While we know little or nothing about these women, we can be certain that, for Paul to have mentioned them along with various male colleagues, these women played important roles in the emerging church.

Early Christian leaders who lived after Paul’s time felt that women should be reined in, perhaps in an effort to legitimize the faith in the face of persecution. Their arguments, however, put words in Paul’s “mouth” that were not there.

For many reasons, modern Americans and Westerners reject Christianity, which is understandable given its history of the oppression of Judaism, of the Inquisition, of imperialism, and of the sometime support for slavery. But the argument that the founder of Christianity opposed the leadership of women no longer holds water. Rejecting Christianity for Paul’s stance on women is thus unfounded. Right-wing Christian preachers who wish to continue to suppress women and deny them leadership roles cannot legitimately rely on Paul for evidence – it is just not warranted by the scholarly evidence.

Resources

Brooten, Bernadette J. “Junia.” In Bruce M. Metzger and Michael D. Coogan, eds., Oxford Companion to the Bible, 405. New York and Oxford: Oxford University Press, 1993.
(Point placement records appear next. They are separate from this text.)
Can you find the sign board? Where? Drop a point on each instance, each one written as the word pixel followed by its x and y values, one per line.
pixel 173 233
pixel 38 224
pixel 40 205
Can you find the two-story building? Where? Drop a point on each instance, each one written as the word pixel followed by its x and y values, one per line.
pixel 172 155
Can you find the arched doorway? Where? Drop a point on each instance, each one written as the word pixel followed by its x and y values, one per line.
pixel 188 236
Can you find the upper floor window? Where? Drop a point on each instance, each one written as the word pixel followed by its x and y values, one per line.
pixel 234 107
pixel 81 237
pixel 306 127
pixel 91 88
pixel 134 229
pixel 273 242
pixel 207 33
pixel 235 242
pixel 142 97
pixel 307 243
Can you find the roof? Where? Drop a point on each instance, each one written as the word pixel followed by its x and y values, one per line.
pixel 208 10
Brooten, Bernadette. Women Leaders in the Ancient Synagogue, Brown Judaic Studies no. 36. Chico, CA, 1982.

Brown, Raymond Edward. An Introduction to the New Testament. New York: Doubleday, 1997. “At the present moment about 60 percent of critical scholarship holds that Paul did not write” Colossians (p. 610).

D’Angelo, Mary Rose. “Women Partners in the New Testament,” Journal of Feminist Studies in Religion 6 (1990) 65-86.

Kirby, Peter. Early Christian Writings. Based on respected scholarship, Kirby dates Colossians to 50-80 CE; Ephesians to 80-100 CE; I and II Timothy and Titus to 100-150.